After the class, I started thinking about the challenge of learning something new. I remember many years ago I decided I wanted to learn horse jumping. It turned out the first step is to learn English riding style, including posting. Having grown up riding Western – I even had a horse for a short period of time – this was not easy. And, in addition, the group lesson teacher was impatient and not nice. I felt like a failure from the beginning and although I persisted for several months, I never did get to jump. I should have found a new teacher but instead I just let it go; I think my self-esteem couldn’t take any more at that point.
Acquiring a new skill requires setting aside your ego and being willing to make one mistake after another. It is challenging and humbling and I have always struggled with being not very good at something as I am learning.
Currently, I am taking Spanish. I have a great tutor who meets with me once a week and gives me real homework assignments. I study a little bit every day and I am making progress, but it is slow – it takes me about five minutes to put together one sentence in Spanish. I’ve learned how to say “Slowly” and “How do you say?” and both of them are essential.

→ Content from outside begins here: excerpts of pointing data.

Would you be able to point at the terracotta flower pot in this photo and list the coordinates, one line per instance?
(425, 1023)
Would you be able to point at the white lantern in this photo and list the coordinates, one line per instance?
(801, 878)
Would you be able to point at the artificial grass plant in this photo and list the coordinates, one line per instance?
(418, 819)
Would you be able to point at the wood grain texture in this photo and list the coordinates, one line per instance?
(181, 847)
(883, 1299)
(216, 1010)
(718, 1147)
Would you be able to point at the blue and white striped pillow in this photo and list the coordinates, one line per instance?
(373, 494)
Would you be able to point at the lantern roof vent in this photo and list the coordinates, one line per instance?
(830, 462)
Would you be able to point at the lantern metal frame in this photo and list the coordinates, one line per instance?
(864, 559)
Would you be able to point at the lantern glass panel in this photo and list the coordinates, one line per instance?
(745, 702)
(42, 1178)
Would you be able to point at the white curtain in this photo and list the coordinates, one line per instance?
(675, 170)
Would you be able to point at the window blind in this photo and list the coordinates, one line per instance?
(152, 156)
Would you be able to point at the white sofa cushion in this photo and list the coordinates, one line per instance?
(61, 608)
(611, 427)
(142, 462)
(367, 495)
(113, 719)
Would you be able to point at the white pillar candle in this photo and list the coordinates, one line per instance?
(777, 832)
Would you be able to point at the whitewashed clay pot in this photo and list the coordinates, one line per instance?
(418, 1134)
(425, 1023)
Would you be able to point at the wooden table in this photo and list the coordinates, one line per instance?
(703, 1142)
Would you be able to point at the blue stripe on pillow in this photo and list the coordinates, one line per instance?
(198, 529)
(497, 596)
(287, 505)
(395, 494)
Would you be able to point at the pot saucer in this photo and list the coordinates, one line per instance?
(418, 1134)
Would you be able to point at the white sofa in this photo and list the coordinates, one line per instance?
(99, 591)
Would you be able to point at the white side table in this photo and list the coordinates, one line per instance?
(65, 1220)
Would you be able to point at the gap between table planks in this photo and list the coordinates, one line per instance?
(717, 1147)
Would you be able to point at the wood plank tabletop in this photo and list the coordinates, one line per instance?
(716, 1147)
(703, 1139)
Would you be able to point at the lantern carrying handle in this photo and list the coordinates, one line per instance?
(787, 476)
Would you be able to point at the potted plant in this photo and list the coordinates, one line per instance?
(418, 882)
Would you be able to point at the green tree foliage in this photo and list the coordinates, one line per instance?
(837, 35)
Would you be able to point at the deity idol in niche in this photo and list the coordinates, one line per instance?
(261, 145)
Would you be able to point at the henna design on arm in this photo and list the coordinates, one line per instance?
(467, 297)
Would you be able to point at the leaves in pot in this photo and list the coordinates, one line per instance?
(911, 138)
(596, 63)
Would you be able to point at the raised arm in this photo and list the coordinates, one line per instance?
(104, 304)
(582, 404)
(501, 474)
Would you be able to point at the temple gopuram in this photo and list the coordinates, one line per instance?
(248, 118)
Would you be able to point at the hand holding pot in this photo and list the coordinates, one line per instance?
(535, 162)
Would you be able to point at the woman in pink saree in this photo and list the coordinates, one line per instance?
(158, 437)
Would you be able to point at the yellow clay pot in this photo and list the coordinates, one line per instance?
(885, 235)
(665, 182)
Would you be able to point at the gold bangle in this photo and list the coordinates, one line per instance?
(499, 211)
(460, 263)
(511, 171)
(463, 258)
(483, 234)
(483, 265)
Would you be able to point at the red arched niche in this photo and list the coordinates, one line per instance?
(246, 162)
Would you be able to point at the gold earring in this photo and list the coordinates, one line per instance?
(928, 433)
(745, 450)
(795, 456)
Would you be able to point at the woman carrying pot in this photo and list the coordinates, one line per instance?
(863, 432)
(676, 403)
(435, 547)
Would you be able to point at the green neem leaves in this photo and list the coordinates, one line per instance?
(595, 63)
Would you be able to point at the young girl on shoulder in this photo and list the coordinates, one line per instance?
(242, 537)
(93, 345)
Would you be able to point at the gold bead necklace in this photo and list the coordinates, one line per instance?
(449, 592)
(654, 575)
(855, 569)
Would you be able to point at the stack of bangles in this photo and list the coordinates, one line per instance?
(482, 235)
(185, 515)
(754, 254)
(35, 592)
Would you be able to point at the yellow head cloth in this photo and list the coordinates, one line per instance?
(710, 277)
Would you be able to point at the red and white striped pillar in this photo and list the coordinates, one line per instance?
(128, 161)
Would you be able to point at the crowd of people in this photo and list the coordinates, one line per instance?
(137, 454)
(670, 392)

This isn’t the first time I’ve studied Spanish. When I was in 7th grade we had a few weeks of introductory Spanish and we memorized a dialogue I still remember. In fact, it has turned out to be extremely useful, since it includes questions like: “I would like to introduce you to my friend” and “Where are you going now, Juan?”
I had a chance to use my small amount of Spanish recently when an ESL class from the Albany Adult School came to visit the Albany Library. The teacher called in advance to see if I could give her twenty beginning students a tour of the library and perhaps read them a simple children’s book. I had never hosted an adult class visit and I was curious what it would be like.
When the group arrived, I discovered exactly what beginning meant. On the whole, their English was like my Spanish: minimal. Instead, they spoke Hungarian, Tibetan, Chinese, Spanish, Farsi, Russian – and Spanish. When I started to read the book I had chosen, Round Trip, by Ann Jonas, I could immediately see that the language I had thought was simple was way too complicated for them. However, the illustrations worked well, because they are designed to be seen right side up and upside down – so, the visual part of it was perfect. I ended up just choosing one image from each page and saying it aloud so they could each try it.
As I repeated the word over and over and watched each of those fully capable adults try to make their mouths say foreign words, like “stars” and “bridge,” I was impressed with their courage and their good humor. I had a wonderful time with them and I hope they all bring their new library cards and come visit again.